Vous
me croirez si je vous dis qu'il existait une époque où
les quarterbacks pouvaient être des prodiges sur le terrain
et passer leurs nuits à écumer les nights clubs
de Manhattan, en compagnie de superbes créatures féminines,
chaque fois différentes.
Vous me croirez si je vous dis qu'il existait une époque
où les quaterbacks préparaient leur Superbowl,
en soignant leur bronzage, allongés sur un transat les
doigts de pieds en éventail, dans un club privé
au bord de la piscine.
Eh bien oui, elle a existait ; c'était l'époque
du power flower, de l'homme qui marchait sur la lune pendant
que d'autres rêvaient d'un monde plus fraternel, les cheveux
au vent. Mais c'était surtout l'époque de Joe
Namath, le plus talentueux des quaterback de la fin des sixties.

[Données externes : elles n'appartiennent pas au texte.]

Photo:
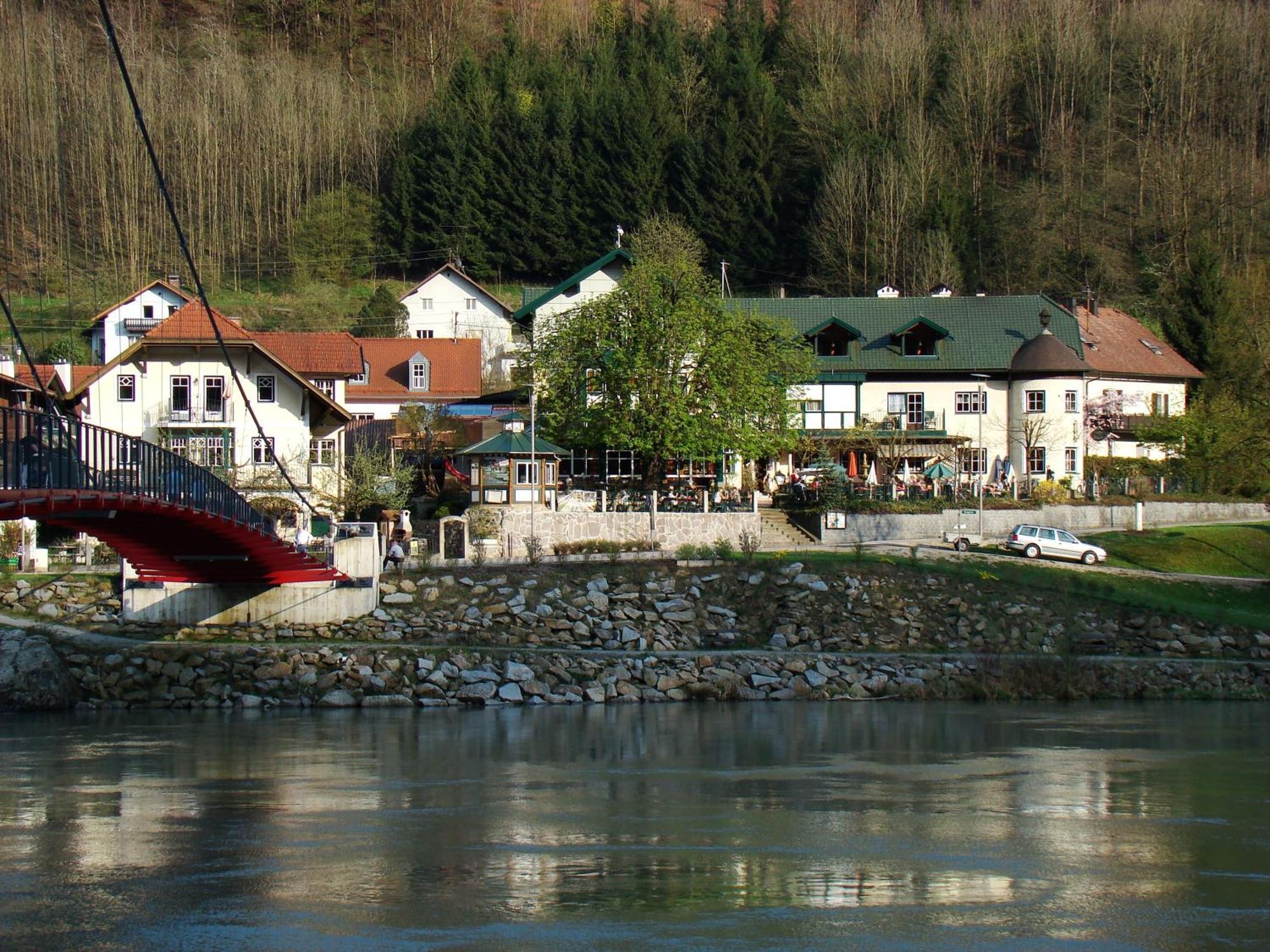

Joe Namath, c'est un peu un condensé de son époque,
une sorte "d'Austin Power" aux allures d'un Ringo
Starr doublé d'un Julio Eglesias.
Ce Latin Lover, née en 1943, avait commencé sa
carrière de footballeur au lycée. Il persévère
et se retrouve à la fac d'Alabama. C'est là que
son destin va se jouer lorsqu'il croise un certain Knoxx, scout
des Jets. Ce dernier a du flair et n'hésite pas à
sortir le chéquier. Ce sera 427 000 dollars pour trois
saisons. Somme dérisoire maintenant mais qui à
l'époque constituait un véritable pactole. Et
l'investissement va vite se révéler rentable.
Élu rookie of the year en 1965, il fait tomber son premier
record de 4007 yard à la passe, en 1967.

Arrive ce mois
de janvier 1969, où Namath va entrer dans l'histoire
en menant son équipe à la conquête du III
ième Superbowl. Vous allez me dire : "il n'y a rien
d'historique à gagner un Superbowl !". Certes, mais
la façon dont il a fait preuve d'aplomb et de certitude
durant la semaine qui a précédé l'événement,
restera gravé dans les mémoires.
De l'avis de beaucoup, c'était un des Superbowls les
plus déséquilibré de tout les temps.
D'un côté les Baltimore Colts (futurs Colts de
Cincinnati), super favoris et champions de la puissante NFL
et de l'autre les Jets, une piètre équipe de l'ingrate
AFC. Rappelons que la réunification des deux ligues venait
juste d'avoir lieu, trois ans plus tôt. A l'époque,
les mauvaises langues prétendaient que l'AFC était
une ligue de seconde zone, sans envergure. Inutile de vous dire
que les bookmakers ne misaient pas un centime sur les Jets.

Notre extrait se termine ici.